Absolutely! Lab Management could help out quite a bit for all sorts of non-.NET applications. It's great for setting up development or test environments made up of multiple machines. You can use the data collectors with Microsoft Test Managers to collect rich data from each of the machines in your environments when you are running test cases or performing exploratory testing. Whenever you find a bug, you can file a bug and each of the data collectors on each of the machines in the environment under test will be queried and attached to a pretty nice bug report for you. You can snapshot, rollback, etc. You can automate test runs and deployments of builds to environments.
You can use Lab Management even with shared or dedicated environments per testers. If your environments require it, you could even use network isolation between the environments to make sure clones of the environments don't cause problems with other clones.

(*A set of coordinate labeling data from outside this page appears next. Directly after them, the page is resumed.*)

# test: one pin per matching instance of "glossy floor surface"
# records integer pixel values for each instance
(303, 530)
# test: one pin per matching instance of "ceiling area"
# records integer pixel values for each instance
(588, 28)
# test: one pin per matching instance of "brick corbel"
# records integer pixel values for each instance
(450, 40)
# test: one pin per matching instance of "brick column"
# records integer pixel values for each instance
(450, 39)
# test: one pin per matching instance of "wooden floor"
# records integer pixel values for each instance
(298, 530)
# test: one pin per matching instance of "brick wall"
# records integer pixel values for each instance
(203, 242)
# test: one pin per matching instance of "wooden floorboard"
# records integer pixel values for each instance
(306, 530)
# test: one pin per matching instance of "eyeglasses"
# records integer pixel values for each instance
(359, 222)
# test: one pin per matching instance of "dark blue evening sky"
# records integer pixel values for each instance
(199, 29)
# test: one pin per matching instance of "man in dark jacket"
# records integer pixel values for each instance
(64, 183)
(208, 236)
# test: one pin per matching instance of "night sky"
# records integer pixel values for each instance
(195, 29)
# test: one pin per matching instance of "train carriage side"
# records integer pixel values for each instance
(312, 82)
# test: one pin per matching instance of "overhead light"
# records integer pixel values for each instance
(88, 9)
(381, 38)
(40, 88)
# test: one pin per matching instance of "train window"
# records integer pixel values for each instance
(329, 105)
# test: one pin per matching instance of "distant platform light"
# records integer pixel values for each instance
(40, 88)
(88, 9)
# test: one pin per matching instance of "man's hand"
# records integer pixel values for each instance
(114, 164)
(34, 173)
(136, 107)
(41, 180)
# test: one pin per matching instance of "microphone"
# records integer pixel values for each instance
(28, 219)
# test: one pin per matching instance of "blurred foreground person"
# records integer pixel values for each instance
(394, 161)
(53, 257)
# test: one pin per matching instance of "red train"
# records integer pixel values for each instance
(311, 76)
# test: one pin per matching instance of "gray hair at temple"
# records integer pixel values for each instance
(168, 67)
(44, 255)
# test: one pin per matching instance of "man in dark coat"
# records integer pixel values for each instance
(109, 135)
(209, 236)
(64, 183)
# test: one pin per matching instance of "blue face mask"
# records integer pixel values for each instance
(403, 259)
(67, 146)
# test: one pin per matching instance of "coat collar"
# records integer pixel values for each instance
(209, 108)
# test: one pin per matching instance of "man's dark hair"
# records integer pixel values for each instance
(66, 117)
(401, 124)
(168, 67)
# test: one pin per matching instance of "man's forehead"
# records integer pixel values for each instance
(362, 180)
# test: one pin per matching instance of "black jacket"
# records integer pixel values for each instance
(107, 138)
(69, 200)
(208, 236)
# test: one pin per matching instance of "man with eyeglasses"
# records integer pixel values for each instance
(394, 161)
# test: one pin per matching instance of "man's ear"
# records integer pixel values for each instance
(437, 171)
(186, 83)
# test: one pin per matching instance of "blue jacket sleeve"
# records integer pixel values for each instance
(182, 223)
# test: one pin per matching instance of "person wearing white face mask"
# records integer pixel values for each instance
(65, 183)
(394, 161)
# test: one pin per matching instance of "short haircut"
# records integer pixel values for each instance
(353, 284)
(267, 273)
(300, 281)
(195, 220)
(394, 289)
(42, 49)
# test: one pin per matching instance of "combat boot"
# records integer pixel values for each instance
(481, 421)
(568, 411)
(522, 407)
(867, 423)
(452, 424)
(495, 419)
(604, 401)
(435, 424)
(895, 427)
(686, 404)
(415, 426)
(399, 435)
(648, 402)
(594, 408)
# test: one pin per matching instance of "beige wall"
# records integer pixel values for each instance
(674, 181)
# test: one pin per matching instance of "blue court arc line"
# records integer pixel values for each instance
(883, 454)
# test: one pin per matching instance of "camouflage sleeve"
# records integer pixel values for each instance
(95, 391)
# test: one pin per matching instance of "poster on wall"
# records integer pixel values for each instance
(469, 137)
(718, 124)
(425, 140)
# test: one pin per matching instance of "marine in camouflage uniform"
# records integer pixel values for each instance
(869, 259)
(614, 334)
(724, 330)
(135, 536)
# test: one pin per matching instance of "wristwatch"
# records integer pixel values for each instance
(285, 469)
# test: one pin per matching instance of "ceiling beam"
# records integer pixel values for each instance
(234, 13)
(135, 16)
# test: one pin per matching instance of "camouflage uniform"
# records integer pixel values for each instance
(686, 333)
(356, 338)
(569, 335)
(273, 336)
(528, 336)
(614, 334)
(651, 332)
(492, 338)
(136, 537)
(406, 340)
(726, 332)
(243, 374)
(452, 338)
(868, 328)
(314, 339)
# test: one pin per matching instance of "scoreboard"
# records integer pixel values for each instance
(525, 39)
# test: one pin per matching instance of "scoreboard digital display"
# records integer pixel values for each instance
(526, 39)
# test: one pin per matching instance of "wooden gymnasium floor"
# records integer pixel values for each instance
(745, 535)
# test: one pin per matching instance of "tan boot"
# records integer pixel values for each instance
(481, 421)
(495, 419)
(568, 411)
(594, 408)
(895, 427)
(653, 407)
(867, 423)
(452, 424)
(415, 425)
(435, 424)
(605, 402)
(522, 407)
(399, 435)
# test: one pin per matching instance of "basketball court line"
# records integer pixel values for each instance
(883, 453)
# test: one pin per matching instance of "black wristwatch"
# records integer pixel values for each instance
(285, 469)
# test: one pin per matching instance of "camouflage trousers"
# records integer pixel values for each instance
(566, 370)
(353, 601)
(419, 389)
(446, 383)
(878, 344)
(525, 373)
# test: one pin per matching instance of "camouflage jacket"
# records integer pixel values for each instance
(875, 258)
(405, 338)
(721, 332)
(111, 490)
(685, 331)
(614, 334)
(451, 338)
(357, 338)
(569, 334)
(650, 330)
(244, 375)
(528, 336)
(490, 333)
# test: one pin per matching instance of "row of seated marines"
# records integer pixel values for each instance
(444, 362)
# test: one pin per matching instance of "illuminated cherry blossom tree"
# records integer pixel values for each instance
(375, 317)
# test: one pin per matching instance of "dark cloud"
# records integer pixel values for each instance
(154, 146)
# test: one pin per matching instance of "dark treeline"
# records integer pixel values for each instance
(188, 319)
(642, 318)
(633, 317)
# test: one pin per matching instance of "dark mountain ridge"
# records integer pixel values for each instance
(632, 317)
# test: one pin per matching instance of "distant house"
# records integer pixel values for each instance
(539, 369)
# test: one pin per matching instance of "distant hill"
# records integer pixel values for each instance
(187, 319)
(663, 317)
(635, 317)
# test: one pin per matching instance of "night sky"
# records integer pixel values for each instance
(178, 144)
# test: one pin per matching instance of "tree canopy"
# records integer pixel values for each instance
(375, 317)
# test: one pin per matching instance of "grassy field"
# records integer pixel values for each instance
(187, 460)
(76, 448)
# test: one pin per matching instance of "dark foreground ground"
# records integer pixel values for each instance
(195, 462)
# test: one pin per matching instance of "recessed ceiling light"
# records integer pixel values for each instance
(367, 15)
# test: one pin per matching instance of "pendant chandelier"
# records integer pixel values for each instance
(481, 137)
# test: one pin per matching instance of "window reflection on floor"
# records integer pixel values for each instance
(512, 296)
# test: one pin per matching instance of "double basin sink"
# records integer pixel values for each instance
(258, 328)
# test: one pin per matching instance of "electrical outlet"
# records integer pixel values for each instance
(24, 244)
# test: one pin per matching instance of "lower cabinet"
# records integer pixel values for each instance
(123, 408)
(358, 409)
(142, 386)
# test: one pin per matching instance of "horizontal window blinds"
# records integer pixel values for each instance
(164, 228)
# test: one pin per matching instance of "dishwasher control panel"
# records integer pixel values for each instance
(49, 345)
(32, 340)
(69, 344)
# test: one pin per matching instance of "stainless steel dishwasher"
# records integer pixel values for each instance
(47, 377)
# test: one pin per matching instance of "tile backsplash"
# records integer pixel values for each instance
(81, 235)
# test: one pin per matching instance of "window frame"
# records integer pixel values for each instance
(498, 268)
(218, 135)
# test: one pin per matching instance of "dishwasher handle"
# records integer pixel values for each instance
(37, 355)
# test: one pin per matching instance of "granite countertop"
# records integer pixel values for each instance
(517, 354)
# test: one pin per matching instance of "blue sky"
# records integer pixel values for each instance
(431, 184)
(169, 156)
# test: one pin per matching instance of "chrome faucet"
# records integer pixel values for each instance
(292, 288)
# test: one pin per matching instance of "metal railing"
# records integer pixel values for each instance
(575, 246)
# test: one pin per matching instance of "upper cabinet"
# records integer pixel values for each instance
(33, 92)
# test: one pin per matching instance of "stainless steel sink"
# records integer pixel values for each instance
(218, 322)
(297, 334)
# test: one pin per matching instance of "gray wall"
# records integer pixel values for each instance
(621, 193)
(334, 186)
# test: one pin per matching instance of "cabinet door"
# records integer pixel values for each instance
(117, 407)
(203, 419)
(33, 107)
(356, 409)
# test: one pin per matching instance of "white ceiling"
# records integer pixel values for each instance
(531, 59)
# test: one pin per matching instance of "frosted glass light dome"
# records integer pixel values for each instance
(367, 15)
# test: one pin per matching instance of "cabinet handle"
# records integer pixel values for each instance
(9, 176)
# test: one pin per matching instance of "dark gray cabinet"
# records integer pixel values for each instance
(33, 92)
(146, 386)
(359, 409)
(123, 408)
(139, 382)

Lab Management also helps if you need to test your apps against multiple configurations. Imagine you need to test your MFC or Java app on Windows XP, Vista, Server 2003, etc. You could spin up individual environments with the different configurations and test against each of them appropriately. Microsoft Test Manager can keep track of pass/fail results for your test cases in each of those configurations as well.
You're absolutely right though. Certain data collectors that come out of the box won't work well or not at all with non-.NET applications. However, the data collector system is completely extensible. If there is something you want to automatically gather, you can create your own custom data collector for use in Lab Management.
There's a lot you can take advantage in Lab Management with testing against non-.NET applications.